Wim Wenders über Anselm Kiefer : Der Blick nach vorne und zurück

Wim Wenders hat einen poetischen Dokumentarfilm über seinen Freund, den Jahrhundertkünstler Anselm Kiefer gedreht. Eine 3D-Arbeit über einen raumgreifenden Giganten.

Es gibt viele Gründe, sich dem Werk von Anselm Kiefer nicht nähern zu wollen. Damals, in den zukunftszugewandten Siebziger- und Achtzigerjahren sowieso. Aber auch jetzt noch. Vielleicht ist man persönlich zu weit weg vom Trauma des Zweiten Weltkrieges. Vielleicht scheut man das Dunkle oder wird beim Anblick monumentaler Kunst von Abwehr durchzuckt. Dann könnte man mit dem Jahrhundertkünstler Kiefer, dessen Arbeiten sowohl die Museen als auch der Kunstmarkt lieben, ein Problem haben.

Gegen das Vergessen

Manchmal wandelt sich die Abwehr bereits, wenn man nur zufällig einem seiner Werke begegnet. Den bleiernen Büchern, den Bildern mit den handgeschriebenen Gedichtzeilen und Heldennamen. Kiefers Arbeiten in gedämpften Braun- und Grautönen, in Schwarz und bleiernem Grau künden vom Ende – aber immer auch vom Anfang. Asche und Phönix. Keine Ahnung, wie er das macht.

Näher an der Antwort ist Filmemacher Wim Wenders. Wie Kiefer ist auch Wenders 1945 geboren und in Trümmerlandschaften aufgewachsen. Das verbindet die beiden ebenso wie die Liebe zum Rhein und das Interesse an Geschichten, wenn es auch aus ganz unterschiedlichen Richtungen kommt.
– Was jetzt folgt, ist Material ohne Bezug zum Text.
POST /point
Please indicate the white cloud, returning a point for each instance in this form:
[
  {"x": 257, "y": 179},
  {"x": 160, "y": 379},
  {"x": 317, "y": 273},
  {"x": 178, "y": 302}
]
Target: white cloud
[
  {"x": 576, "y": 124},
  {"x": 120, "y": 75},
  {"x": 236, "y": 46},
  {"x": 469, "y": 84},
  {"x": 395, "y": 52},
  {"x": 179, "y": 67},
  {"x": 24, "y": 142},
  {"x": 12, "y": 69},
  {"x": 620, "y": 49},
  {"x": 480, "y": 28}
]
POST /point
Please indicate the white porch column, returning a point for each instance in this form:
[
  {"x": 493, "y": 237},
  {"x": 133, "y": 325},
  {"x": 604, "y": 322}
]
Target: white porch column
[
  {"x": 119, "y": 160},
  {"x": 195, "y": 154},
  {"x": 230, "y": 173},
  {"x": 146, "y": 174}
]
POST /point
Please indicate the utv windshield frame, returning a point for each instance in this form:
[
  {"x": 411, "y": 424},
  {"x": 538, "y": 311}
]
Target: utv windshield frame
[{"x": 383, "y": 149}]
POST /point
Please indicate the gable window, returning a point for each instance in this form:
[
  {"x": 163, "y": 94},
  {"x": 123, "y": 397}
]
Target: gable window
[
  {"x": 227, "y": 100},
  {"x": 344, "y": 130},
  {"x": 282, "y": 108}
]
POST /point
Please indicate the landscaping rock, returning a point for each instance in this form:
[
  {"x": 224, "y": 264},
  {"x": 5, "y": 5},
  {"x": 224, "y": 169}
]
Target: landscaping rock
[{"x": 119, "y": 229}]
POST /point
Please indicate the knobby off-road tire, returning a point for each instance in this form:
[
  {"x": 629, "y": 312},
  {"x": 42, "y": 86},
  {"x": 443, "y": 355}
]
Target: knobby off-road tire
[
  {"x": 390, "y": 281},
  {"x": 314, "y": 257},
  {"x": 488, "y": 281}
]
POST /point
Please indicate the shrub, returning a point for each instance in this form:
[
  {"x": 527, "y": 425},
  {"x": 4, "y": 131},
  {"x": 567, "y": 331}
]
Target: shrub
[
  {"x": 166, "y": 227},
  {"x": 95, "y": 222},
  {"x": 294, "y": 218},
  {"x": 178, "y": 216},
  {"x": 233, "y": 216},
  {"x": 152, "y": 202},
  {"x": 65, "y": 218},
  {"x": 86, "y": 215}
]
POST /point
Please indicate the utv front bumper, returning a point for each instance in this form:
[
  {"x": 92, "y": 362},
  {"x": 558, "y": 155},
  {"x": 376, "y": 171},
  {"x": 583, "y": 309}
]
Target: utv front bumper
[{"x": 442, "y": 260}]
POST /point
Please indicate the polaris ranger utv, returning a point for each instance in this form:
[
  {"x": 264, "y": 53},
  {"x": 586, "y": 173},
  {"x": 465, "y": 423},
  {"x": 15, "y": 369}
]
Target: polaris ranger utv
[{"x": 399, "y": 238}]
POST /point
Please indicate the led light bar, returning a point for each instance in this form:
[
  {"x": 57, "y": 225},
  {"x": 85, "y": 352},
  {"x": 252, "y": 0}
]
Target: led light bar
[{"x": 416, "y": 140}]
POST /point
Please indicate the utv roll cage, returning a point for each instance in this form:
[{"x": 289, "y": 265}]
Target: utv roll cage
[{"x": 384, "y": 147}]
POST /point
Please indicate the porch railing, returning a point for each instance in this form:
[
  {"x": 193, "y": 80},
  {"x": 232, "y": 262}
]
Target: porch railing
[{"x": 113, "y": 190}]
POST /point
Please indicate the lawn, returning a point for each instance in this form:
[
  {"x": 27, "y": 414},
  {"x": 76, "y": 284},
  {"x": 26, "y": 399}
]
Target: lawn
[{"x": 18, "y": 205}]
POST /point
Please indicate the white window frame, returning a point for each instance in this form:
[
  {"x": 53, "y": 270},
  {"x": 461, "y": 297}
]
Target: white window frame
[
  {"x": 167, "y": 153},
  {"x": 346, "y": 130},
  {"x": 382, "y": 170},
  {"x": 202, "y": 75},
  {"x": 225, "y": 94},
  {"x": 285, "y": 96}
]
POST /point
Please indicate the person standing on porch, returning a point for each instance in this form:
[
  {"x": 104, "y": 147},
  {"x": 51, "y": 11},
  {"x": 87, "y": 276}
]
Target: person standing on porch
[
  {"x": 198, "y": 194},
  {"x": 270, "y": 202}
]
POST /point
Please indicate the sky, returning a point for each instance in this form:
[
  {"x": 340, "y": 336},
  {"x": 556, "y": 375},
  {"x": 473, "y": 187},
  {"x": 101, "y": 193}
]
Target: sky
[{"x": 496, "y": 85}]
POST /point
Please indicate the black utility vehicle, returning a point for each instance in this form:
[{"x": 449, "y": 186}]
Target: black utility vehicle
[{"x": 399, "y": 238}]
Der Große des Kinos hat einen 3D-Dokumentarfilm über den Großen der deutschen Nachkriegskunst gedreht, ihn zwei Jahre lang mit der Kamera begleitet. Wenders tastet das künstlerische Werk dieses Gigantomanen in hochaufgelösten 3D-Bildern ab. Die Technik passt zu Kiefers Kunst, die in jeder Hinsicht raumgreifend ist. Selbst seine Leinwände sind Topografien.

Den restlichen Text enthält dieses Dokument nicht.